Predicting with Confidence on Unseen Distributions.

Recent work has shown that the performance of machine learning models can vary substantially when models are evaluated on data drawn from a distribution that is close to but different from the training distribution. As a result, predicting model performance on unseen distributions is an important challenge. Our work connects techniques from domain adaptation and predictive uncertainty literature, and allows us to predict model accuracy on challenging unseen distributions without access to labeled data. In the context of distribution shift, distributional distances are often used to adapt models and improve their performance on new domains, however accuracy estimation, or other forms of predictive uncertainty, are often neglected in these investigations.
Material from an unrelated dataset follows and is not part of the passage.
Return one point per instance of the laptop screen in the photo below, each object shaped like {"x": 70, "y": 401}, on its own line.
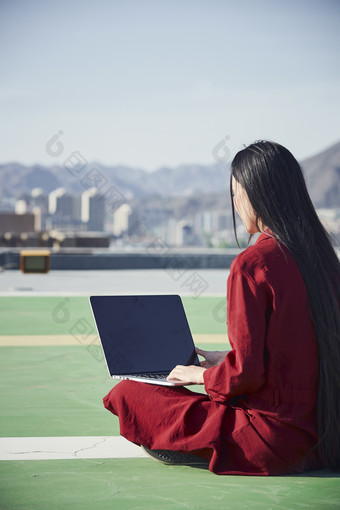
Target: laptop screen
{"x": 143, "y": 334}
Through investigating a wide range of established distributional distances, such as Frechet distance or Maximum Mean Discrepancy, we determine that they fail to induce reliable estimates of performance under distribution shift. On the other hand, we find that the difference of confidences (DoC) of a classifier's predictions successfully estimates the classifier's performance change over a variety of shifts. We specifically investigate the distinction between synthetic and natural distribution shifts and observe that despite its simplicity DoC consistently outperforms other quantifications of distributional difference. $DoC$ reduces predictive error by almost half ($46\%$) on several realistic and challenging distribution shifts, e.g., on the ImageNet-Vid-Robust and ImageNet-Rendition datasets.